The next question: what if this query takes 100ms?
I asked: Is 100ms for marshalling the entire row or just hte user_ids? Because if the entire row, then I'll marshal only the select fields (id and user_id).
Him: Ignore the network latency, 100ms is search time solely at db end.
Upon calculating total time: it was 200s and the SLA was dispatching notifs within 90s since message was posted.
At this point I was out of choices and had no option but to introduce a cache(redis-esque) on channel_id basis, e.g., channel_id: [ user_id ] (list of user_id and nothing else)
I was going to complete it, but got the interruption about maintaining consistency b/w it and the db.
I backed it with when channel table gets update then we fire a rety backed FNF event to update the redis (wanted to back this with scheduler(daily frequency) but forgot and was being bombarded w/ questions).
He asked and I gave the same solution for retrieving the user's notif prefs.
By this point, he said that it's fine we would be able to comply w/ SLA.
At this point he made me do some BOTEC which I was going to do earlier but he stopped me:
Task: estimating the ephemeral storage that 1 instance of my service would need.
Given:
1. size of singe user id: 10 bytes
2. messages posting throughput: 50k per sec
3. avg channel size(assume all of them to be unique): 2k
Calc:
total size just of uids: (2k * 50k * 10) bytes = (100M * 10) bytes = 1B bytes ≈ 1000MB ≈ 1GB.
Now it moved to system like discord where we have sale events where messages are posted in channel where a small number of people are present + a really big channel (like announcements / gen).
≈11 M notifs (at most)
How I would modify the existing system for this or would the current system be capable of serving this much load. I couldn't grab the question fully at once and I clarified it.
Interviewer made some comments that translated to queue becoming a bottleneck.
I intended to solve it via partitioning the queue, sending messages to the dedicated partitions with load being distributed evenly in the queue. As for the partition key, I sad the userId and I was asked the number of partitions needed. I took reference from my previous calc and said that :
1 partition complies w/ SLA for 50k notifs per sec
I just used unitary method to eval the same for 11M notifs per sec: that came around 1k.
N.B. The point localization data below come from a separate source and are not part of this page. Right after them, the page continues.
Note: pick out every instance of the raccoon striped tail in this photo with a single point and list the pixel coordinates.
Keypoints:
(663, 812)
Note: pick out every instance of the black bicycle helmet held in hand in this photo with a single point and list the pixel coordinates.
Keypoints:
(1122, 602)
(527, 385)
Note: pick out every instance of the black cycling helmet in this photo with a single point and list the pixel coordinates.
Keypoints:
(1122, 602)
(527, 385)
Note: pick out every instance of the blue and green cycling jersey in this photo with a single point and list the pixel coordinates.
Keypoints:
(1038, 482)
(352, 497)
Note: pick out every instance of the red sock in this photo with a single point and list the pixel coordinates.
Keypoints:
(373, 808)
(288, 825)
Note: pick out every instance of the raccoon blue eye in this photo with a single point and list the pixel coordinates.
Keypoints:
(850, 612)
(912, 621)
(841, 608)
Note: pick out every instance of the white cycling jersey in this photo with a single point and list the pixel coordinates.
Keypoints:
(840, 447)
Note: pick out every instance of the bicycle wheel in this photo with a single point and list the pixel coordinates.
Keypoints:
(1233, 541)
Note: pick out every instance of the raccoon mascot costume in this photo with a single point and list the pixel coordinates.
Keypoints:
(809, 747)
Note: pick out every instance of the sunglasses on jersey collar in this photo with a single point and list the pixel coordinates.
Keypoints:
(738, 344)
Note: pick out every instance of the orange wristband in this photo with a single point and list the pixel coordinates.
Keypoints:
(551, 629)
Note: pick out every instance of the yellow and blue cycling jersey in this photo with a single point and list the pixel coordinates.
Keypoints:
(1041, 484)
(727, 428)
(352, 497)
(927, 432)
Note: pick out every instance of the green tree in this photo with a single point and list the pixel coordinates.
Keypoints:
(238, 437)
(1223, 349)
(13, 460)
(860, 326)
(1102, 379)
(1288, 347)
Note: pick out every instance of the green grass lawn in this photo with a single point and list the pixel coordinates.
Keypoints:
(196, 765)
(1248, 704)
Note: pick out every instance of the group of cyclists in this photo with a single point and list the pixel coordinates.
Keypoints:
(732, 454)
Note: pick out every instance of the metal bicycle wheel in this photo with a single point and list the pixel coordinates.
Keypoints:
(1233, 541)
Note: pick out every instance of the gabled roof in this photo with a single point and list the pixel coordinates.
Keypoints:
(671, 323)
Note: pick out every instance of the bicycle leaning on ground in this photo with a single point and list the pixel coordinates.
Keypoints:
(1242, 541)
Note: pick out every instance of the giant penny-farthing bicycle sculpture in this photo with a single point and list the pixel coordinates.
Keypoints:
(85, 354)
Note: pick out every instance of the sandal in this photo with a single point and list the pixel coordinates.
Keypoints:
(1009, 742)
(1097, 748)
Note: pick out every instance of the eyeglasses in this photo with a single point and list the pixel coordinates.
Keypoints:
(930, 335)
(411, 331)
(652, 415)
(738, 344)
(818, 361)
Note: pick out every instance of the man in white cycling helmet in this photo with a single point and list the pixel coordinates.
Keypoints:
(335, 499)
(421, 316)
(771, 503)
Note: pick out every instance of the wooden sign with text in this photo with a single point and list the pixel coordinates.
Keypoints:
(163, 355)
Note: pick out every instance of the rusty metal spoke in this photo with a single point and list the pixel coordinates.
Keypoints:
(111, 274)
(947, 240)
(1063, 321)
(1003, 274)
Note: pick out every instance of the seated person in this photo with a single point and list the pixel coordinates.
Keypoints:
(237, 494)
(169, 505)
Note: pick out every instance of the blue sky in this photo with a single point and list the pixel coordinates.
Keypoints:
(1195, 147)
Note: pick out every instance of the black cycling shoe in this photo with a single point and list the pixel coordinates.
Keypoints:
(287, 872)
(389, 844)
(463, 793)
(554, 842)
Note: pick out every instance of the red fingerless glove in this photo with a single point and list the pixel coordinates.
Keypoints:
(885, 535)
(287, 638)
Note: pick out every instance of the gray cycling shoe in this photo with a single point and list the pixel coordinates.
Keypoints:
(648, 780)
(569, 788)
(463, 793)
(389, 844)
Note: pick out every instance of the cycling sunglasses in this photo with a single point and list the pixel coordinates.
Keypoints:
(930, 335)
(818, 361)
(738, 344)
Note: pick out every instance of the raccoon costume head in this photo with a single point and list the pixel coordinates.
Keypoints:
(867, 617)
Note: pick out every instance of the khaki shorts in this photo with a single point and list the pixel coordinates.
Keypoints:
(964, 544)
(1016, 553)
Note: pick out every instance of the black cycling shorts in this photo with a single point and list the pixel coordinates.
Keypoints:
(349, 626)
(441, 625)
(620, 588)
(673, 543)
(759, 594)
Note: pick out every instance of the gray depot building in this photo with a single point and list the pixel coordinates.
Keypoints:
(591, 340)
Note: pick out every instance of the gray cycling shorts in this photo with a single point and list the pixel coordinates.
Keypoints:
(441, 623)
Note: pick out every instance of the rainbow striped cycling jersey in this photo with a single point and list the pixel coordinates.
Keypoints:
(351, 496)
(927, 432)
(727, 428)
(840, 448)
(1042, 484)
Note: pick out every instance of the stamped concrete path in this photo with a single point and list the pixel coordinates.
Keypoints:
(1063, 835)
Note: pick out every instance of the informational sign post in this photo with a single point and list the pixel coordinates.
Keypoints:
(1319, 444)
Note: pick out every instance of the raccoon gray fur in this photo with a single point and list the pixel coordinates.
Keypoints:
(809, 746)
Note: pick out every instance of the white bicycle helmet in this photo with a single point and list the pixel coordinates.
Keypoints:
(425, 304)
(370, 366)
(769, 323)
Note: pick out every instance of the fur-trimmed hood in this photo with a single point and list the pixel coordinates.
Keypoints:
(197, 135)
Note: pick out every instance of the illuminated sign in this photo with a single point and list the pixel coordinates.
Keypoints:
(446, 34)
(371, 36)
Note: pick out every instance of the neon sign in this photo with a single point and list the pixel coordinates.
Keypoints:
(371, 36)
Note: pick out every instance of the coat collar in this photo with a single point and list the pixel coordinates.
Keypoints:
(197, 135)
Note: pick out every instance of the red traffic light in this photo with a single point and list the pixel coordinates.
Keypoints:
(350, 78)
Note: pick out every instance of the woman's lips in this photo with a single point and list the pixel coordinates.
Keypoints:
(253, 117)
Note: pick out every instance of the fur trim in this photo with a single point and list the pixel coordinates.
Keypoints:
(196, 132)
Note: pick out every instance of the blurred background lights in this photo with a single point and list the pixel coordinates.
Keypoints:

I wrote down: partitionKey = (userId % 1000).
I mentioned it. This number was kinda big for me hence I wanted to shard it further on the basis of some type using which I could avoid hot partition problem, and hence started checking it's feasibility via performing a BOTEC again via assuming a message's average length, but interviewer stopped me and said that this is workable, but you should keep in mind that if you are using kafka then there is no going back after increasing partitions, to which I agreed.